Exploration of Reproductive Health Apps' Data Privacy Policies and the Risks Posed to Users: Qualitative Content Analysis.

Background: Mobile health apps often require the collection of identifiable information. Subsequently, this places users at significant risk of privacy breaches when the data are misused or not adequately stored and secured. These issues are especially concerning for users of reproductive health apps in the United States as protection of sensitive user information is affected by shifting governmental regulations such as the overruling of Roe v Wade and varying state-level abortion laws. Limited studies have analyzed the data privacy policies of these apps and considered the safety issues associated with a lack of user transparency and protection.

Objective: This study aimed to evaluate popular reproductive health apps, assess their individual privacy policies, analyze federal and state data privacy laws governing these apps in the United States and the European Union (EU), and recommend best practices for users and app developers to ensure user data safety.

Methods: In total, 4 popular reproductive health apps-Clue, Flo, Period Tracker by GP Apps, and Stardust-as identified from multiple web sources were selected through convenience sampling. This selection ensured equal representation of apps based in the United States and the EU, facilitating a comparative analysis of data safety practices under differing privacy laws. A qualitative content analysis of the apps and a review of the literature on data use policies, governmental data privacy regulations, and best practices for mobile app data privacy were conducted between January 2023 and July 2023. The apps were downloaded and systematically evaluated using the Transparency, Health Content, Excellent Technical Content, Security/Privacy, Usability, Subjective (THESIS) evaluation tool to assess their privacy and security practices.
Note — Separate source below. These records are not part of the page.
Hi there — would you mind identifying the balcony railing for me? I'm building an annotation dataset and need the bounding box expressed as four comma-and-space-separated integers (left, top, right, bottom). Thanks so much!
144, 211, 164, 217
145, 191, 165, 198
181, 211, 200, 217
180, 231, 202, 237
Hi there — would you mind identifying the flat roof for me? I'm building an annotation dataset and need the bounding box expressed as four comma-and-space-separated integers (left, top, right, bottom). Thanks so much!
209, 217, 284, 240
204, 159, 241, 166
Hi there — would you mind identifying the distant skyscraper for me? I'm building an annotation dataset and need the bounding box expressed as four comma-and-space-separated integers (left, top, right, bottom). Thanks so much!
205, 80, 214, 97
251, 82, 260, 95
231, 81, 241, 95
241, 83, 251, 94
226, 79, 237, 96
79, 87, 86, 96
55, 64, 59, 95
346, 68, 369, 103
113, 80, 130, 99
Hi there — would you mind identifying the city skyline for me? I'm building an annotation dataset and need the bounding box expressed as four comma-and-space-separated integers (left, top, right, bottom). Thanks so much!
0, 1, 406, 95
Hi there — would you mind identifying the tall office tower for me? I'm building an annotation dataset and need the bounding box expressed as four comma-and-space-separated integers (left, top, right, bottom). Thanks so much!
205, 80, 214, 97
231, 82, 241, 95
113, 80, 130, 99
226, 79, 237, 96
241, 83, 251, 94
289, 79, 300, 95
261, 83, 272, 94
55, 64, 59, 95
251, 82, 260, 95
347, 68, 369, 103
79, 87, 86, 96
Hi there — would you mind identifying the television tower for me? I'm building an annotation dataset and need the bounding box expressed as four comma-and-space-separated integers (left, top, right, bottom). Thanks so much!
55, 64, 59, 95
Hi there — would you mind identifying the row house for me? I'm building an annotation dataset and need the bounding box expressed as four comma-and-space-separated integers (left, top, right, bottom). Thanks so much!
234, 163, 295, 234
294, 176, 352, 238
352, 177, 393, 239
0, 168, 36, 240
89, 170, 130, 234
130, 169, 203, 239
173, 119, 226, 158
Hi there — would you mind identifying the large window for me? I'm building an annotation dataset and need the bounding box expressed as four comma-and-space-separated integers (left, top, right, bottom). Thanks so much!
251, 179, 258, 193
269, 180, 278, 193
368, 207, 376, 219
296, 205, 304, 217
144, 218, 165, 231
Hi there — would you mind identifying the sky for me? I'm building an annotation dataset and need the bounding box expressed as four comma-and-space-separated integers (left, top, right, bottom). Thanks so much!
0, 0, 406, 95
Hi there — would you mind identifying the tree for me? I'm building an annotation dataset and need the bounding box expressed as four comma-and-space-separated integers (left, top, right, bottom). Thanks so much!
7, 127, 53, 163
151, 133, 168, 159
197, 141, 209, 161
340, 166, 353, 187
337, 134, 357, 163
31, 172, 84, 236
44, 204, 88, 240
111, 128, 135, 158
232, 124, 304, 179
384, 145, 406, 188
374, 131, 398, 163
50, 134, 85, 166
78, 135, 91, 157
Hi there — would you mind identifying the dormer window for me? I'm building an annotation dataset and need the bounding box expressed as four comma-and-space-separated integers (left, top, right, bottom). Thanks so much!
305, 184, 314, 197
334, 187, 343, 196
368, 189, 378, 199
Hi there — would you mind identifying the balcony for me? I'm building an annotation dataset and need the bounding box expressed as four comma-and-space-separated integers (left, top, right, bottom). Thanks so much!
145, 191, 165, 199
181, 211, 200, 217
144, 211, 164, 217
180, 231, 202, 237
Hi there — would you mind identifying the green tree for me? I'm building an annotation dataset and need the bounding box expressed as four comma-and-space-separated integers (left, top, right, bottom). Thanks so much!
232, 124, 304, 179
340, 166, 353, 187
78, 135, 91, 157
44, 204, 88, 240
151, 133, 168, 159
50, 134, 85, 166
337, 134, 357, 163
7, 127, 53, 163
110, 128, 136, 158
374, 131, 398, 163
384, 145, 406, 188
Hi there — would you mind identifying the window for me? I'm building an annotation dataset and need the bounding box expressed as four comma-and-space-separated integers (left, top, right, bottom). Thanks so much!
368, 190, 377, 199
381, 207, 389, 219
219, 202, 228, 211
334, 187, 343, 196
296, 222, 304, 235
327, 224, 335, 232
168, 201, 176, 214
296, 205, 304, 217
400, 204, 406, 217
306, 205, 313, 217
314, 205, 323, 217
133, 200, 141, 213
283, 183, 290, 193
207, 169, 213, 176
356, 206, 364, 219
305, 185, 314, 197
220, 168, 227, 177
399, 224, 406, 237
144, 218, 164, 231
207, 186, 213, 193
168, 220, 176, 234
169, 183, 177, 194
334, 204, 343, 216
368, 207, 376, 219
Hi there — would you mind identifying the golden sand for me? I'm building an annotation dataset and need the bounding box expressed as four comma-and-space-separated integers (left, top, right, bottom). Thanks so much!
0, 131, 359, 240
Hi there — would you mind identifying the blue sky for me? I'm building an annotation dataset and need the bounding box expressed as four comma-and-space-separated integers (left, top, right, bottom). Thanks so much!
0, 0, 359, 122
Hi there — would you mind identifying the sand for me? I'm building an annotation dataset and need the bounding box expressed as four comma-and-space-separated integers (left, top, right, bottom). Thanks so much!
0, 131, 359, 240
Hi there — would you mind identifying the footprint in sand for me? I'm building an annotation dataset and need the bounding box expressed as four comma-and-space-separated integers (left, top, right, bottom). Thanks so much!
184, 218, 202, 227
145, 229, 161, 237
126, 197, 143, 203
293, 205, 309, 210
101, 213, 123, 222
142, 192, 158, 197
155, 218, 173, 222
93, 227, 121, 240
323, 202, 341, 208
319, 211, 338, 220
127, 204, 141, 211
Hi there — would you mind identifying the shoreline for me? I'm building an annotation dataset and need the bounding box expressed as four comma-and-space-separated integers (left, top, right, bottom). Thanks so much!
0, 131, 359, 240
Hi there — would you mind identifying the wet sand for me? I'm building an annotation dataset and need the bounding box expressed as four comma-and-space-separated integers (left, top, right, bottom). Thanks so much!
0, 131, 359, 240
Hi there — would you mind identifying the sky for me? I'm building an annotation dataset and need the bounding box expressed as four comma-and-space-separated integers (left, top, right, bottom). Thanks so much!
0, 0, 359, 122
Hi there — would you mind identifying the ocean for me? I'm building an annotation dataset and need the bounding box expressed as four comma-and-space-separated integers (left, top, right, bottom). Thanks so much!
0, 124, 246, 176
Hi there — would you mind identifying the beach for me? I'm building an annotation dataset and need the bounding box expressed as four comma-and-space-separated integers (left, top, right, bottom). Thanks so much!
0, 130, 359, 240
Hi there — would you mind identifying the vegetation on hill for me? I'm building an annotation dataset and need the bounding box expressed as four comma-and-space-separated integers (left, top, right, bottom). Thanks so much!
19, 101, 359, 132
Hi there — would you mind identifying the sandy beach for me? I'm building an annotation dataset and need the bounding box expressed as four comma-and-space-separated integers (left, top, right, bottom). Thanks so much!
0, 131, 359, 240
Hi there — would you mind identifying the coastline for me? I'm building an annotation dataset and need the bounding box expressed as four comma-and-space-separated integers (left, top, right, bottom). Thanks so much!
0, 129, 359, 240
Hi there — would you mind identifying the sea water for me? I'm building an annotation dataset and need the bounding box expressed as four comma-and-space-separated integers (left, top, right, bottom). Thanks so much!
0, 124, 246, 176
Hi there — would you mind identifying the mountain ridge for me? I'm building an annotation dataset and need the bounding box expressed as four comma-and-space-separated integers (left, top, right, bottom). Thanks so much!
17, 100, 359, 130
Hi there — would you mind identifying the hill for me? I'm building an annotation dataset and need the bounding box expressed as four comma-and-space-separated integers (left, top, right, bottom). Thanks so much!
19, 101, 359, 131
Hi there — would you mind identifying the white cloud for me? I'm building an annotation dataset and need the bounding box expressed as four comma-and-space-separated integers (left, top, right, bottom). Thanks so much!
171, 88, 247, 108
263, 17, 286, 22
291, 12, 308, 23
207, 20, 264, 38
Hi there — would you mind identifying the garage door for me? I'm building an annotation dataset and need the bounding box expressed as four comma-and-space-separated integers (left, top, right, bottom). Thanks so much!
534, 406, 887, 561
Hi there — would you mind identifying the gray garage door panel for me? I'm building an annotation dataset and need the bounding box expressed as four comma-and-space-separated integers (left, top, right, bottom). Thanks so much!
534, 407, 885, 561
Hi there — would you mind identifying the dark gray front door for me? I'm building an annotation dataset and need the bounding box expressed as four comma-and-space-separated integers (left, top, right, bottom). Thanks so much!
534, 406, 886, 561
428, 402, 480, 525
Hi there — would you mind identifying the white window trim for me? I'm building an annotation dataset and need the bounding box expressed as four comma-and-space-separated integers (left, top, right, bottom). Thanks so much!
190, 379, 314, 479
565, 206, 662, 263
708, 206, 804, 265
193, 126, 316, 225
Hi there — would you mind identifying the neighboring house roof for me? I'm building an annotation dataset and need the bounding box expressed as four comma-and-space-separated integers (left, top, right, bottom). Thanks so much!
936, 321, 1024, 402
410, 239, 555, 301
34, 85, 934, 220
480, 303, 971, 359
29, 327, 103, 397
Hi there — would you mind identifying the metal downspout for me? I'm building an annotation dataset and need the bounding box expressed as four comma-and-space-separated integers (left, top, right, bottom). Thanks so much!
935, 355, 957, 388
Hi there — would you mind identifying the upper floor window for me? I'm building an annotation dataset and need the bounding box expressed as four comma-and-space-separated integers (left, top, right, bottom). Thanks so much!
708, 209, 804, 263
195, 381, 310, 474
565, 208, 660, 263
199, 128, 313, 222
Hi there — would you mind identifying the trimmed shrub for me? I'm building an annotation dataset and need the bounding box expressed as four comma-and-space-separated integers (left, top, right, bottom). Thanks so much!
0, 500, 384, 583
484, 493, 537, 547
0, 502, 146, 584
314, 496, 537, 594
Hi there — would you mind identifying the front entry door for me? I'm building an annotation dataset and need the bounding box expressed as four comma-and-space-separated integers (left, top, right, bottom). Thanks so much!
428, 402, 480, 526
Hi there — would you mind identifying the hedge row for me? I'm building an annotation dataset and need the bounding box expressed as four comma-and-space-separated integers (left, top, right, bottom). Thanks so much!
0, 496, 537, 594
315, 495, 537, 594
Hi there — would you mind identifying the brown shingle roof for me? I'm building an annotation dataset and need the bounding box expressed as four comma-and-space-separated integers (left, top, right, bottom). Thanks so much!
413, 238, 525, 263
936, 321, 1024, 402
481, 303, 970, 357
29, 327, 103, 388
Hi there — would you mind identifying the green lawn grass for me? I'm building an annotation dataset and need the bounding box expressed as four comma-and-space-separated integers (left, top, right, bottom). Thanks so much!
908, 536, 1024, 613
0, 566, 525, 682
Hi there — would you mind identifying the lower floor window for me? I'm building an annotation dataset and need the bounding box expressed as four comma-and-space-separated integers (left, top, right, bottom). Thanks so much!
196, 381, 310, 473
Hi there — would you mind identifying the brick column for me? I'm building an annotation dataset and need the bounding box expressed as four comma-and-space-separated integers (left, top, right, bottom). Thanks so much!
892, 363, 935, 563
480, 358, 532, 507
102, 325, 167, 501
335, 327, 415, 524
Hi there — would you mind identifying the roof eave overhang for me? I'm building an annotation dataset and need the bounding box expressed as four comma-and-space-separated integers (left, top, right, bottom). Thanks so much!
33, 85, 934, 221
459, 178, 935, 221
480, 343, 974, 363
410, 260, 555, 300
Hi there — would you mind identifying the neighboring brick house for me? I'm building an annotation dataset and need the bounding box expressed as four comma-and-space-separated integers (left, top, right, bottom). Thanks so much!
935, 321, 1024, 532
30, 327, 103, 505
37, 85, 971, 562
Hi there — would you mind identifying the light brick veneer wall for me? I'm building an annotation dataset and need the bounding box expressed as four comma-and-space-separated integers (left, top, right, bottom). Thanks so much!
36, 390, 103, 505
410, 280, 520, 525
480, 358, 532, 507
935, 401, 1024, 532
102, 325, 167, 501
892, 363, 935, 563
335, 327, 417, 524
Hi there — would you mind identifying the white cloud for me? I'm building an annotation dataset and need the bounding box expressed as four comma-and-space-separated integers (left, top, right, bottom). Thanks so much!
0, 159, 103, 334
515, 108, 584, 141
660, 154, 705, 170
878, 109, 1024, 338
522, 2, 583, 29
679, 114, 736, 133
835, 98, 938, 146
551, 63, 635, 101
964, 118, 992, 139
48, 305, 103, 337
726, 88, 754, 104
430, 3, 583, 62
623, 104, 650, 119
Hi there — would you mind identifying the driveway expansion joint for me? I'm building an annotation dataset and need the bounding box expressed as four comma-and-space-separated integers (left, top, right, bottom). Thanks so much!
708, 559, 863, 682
Results: The overall privacy and security scores for the EU-based apps, Clue and Flo, were both 3.5 of 5. In contrast, the US-based apps, Period Tracker by GP Apps and Stardust, received scores of 2 and 4.5, respectively. Major concerns regarding privacy and data security primarily involved the apps' use of IP address tracking and the involvement of third parties for advertising and marketing purposes, as well as the potential misuse of data.

Conclusions: Currently, user expectations for data privacy in reproductive health apps are not being met. Despite stricter privacy policies, particularly with state-specific adaptations, apps must be transparent about data storage and third-party sharing even if just for marketing or analytical purposes. Given the sensitivity of reproductive health data and recent state restrictions on abortion, apps should minimize data collection, exceed encryption and anonymization standards, and reduce IP address tracking to better protect users.